Maine Organic Farmers and Gardeners Association
Likes Ethanol, Debates Pimentel
Market for Maine Apples?

Likes Ethanol, Debates Pimentel

To the Editor:

Regarding David Pimentel’s talk at the November Farmer to Farmer Conference (printed in the March-May MOF&G): “I haven’t been able to change the dumb system of using ethanol, but it does require 30% more energy equivalents to produce a gallon of ethanol than you actually get out, and it causes a lot of severe environmental problems. It takes 1700 gallons of water to produce 1 gallon of ethanol. Corn causes more soil erosion than any other crop grown in the nation. It uses more insecticides, herbicides and N fertilizer than any other crop grown in the nation.”

I would like to point out that pure ethanol will be the only fuel that will be able to power gasoline engines when remaining oil deposits become too scarce to supply world energy needs. Any comments about ethanol must be done in comparison with gasoline, which it can replace, not in a vacuum, as Pimentel has. What assumptions he uses and what he includes and excludes in his calculations are probably the cause of the misinformation he has presented.

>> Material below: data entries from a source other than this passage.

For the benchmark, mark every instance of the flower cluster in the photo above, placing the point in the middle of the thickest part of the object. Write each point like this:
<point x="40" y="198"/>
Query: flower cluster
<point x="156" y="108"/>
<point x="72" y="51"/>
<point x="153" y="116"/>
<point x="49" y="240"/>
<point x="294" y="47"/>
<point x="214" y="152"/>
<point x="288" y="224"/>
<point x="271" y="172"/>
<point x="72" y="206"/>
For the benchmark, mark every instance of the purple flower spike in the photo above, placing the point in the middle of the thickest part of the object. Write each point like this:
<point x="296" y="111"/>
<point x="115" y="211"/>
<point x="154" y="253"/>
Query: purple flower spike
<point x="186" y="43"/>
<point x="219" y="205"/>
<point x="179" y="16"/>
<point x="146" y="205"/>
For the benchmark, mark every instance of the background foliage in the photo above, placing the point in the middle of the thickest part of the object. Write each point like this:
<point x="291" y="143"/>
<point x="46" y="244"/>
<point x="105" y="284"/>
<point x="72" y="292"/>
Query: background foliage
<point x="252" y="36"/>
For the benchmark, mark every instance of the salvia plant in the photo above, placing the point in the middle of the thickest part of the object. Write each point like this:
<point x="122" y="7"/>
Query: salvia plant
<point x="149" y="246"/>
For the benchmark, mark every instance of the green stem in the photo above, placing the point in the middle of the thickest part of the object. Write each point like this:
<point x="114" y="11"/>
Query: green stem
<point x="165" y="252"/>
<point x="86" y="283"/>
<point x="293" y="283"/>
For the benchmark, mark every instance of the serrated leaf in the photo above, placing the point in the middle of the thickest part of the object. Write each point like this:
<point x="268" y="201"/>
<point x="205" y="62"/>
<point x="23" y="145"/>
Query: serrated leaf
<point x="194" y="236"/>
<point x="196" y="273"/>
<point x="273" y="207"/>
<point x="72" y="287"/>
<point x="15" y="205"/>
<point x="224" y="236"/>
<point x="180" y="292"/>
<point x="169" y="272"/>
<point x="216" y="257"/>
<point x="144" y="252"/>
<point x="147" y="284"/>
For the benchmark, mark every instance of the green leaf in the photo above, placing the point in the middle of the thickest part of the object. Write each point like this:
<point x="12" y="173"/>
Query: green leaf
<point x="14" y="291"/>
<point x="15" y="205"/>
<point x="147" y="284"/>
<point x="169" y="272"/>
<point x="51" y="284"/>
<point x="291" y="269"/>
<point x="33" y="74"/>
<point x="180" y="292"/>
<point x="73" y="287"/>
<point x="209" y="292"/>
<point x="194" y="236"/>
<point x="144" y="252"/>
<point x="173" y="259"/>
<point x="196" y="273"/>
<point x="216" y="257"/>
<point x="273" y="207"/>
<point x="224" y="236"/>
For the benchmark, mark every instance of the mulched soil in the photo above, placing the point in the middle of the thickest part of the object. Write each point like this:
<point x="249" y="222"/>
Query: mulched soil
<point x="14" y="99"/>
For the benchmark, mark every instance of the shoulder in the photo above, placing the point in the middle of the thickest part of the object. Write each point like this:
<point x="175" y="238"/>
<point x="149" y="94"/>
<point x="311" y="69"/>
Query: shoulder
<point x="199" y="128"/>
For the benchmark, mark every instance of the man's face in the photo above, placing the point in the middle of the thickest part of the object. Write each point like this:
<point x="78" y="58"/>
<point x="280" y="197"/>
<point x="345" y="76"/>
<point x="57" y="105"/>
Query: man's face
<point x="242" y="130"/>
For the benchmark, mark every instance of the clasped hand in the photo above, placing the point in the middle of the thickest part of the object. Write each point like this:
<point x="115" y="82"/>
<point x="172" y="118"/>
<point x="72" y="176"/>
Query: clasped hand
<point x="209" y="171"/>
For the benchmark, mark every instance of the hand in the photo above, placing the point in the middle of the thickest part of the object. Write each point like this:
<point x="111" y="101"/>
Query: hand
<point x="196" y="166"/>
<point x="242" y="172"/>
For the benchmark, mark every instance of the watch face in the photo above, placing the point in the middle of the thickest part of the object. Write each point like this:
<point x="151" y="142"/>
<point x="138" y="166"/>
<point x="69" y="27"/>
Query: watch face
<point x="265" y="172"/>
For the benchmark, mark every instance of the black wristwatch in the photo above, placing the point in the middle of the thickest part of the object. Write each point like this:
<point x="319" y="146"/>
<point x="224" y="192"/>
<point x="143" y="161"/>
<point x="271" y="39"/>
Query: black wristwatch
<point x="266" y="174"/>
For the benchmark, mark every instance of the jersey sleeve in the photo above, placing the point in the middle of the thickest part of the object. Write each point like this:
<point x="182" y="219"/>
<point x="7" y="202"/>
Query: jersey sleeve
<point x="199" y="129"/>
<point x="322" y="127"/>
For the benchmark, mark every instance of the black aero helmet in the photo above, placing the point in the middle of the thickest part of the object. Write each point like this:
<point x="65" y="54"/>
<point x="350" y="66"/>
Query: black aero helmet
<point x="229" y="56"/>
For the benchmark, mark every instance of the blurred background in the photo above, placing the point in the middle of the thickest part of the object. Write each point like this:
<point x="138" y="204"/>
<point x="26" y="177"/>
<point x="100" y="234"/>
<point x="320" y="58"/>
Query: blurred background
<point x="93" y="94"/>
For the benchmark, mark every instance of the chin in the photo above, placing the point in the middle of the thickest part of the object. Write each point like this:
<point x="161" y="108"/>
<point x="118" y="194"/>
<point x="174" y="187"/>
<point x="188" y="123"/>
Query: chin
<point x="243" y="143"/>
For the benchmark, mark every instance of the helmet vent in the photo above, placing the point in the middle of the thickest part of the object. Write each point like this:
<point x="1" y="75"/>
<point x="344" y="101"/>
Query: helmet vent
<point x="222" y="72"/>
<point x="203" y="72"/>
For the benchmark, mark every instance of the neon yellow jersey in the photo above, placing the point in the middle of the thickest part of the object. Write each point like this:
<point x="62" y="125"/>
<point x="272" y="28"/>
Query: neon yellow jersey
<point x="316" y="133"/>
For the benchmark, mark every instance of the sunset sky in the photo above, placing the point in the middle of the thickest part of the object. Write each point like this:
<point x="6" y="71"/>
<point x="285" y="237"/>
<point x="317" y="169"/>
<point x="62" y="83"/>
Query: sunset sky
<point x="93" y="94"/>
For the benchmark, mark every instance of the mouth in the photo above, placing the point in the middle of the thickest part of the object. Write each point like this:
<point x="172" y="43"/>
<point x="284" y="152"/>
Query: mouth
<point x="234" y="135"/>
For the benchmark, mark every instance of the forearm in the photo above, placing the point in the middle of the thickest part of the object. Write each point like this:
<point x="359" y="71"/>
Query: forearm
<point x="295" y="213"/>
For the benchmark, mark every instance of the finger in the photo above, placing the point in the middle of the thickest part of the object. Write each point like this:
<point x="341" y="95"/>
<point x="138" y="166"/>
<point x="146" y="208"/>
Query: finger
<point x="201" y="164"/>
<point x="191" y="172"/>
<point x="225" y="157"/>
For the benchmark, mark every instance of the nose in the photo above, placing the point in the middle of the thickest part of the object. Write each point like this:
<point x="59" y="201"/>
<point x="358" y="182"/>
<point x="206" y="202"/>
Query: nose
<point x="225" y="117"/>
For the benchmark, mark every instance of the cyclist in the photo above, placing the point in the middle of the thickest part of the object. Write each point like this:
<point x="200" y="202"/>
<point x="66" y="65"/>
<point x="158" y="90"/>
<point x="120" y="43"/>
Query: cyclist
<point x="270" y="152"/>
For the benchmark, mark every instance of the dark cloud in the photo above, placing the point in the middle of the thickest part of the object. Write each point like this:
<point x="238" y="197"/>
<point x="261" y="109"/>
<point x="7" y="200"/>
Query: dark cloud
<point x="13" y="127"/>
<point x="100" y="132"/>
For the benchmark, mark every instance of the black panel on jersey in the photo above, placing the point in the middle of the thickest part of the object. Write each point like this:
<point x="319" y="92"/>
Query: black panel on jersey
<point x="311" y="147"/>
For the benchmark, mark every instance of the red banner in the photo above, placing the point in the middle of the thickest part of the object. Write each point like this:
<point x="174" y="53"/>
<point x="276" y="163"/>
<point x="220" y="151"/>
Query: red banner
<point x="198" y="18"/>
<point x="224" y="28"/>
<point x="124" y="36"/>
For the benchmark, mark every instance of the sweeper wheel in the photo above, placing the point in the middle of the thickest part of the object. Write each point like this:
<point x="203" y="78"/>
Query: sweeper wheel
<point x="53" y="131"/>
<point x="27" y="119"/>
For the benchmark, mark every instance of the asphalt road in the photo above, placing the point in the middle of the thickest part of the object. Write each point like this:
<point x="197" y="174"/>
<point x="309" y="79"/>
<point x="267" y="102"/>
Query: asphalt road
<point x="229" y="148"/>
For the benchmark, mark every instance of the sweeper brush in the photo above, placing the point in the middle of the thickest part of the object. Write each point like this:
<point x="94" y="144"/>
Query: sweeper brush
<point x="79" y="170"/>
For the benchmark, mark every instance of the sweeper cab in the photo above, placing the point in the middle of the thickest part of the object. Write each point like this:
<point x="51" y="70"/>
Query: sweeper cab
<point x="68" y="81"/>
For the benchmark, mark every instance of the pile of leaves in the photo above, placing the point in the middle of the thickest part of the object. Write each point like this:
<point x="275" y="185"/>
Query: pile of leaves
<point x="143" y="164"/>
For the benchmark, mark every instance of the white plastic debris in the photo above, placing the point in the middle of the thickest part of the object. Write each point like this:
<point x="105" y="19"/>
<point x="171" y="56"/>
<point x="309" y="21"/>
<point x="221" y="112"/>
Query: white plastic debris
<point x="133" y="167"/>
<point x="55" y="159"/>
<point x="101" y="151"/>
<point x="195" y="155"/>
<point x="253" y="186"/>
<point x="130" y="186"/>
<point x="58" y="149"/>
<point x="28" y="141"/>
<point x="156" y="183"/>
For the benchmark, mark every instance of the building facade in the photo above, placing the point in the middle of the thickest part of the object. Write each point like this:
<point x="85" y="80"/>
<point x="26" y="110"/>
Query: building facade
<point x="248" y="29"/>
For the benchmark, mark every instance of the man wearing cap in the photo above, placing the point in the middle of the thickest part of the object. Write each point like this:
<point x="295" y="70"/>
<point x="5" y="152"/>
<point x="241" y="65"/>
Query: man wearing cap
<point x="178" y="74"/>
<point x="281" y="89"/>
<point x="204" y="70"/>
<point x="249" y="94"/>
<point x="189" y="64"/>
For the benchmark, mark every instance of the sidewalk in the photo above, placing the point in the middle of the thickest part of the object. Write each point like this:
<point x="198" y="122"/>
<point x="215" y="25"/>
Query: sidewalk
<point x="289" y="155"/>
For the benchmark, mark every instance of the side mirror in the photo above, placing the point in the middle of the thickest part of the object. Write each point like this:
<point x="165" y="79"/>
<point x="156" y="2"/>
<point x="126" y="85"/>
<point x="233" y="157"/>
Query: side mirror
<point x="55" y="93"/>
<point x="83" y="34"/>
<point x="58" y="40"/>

For one thing, ethanol can be produced from switchgrasses, sugar beets, potatoes, garbage, manure and many other crops besides corn. They do not require pesticides and certainly not petroleum-derived pesticides; they can be grown organically, and organic farming, I thought, was the main point of MOFGA. So pesticides and corn should be factored out of his analysis.

Secondly, Michigan State U. Professor Bruce Dale calculated that using Pimentel-Patzek’s methodology, the net energy balance of converting mash to ethanol (-29%) is better than converting crude oil to gasoline (-39%) and coal to electricity (-235%.) Furthermore, the USDA calculated that producing 1 BTU of ethanol takes 1/8 as many BTUs as producing 1 BTU of gasoline. The key point, however, is that ethanol will never be exhausted, as petroleum one day will.

Third, farming crops for energy has the potential of turning agriculture into a very profitable industry.

As long as we use gasoline and petrol diesel fuel in our vehicles, we are inviting a future catastrophe.

The Model T Ford, which was the first mass-produced automobile in America, was designed to run on ethanol, not gasoline.

Pimentel also said: “you and I are paying $3 billion in taxes now to support the ethanol industry.” What he did not say is that we are spending hundreds of billions of dollars to subsidize petroleum and to fight Middle Eastern wars to keep a constant supply of petroleum flowing into our oil-based economy. He did not say that our government is paying farmers to not grow crops to prevent prices from dropping, and it is buying surplus crops to keep prices up, even though those crops are rotting in Federal grain silos. These expenditures are far more than any ethanol subsidy, I believe (although I haven’t been able to get the figures out of USDA). He did not say that our citizens throw away tons of wasted food, which could be turned into ethanol; or that cattlemen and other animal farmers waste tons of manure that could be turned into ethanol.

Ethanol will not produced anywhere near the greenhouse gases – including carbon dioxide, which creates global warming – that gasoline does. Furthermore, the organic plants grown to produce ethanol absorb carbon dioxide and generate oxygen, which reduces the amount of carbon dioxide in the air we breathe. Biofuels are a solution to global warming; petroleum-based combustion is one of the major causes of global warming.

Pimentel paints a gloomy, fallacious picture, although the truth is that biofuels such as ethanol and biodiesel provide hope for a successful future for organic agriculture, and the only hope for mankind when the two catastrophes hit us in full force: the end of oil and the global climate tsunami.

As a spokesman for the other side, the fair and balanced side, of the biofuels issue, I’d suggest Michigan State U. professor Bruce Dale, who could be invited to speak at a similar conference to Pimental’s.

In answer to David Pimentel, who has studied ethanol for over 20 years, I have a degree in Chemistry from UNH, and have been drinking ethanol for over 30 years.


– Randall Parr, Appleton, Maine

Market for Maine Apples?

To the Editor,

I read with interest the apple cider article in the June-Aug. MOF&G but saw no mention of the possibility of bottling apple juice. We make lots of wonderful, flavorful, canned apple juice during good apple years, from our little trees and neighbors’ drops, but I hate having to buy organic apple juice from way across the country when we run out. I suppose it would be a big investment to bottle it, but maybe a producers’ cooperative would work. And returnable bottles too, someday? Maine organic apple juice, of mixed varieties?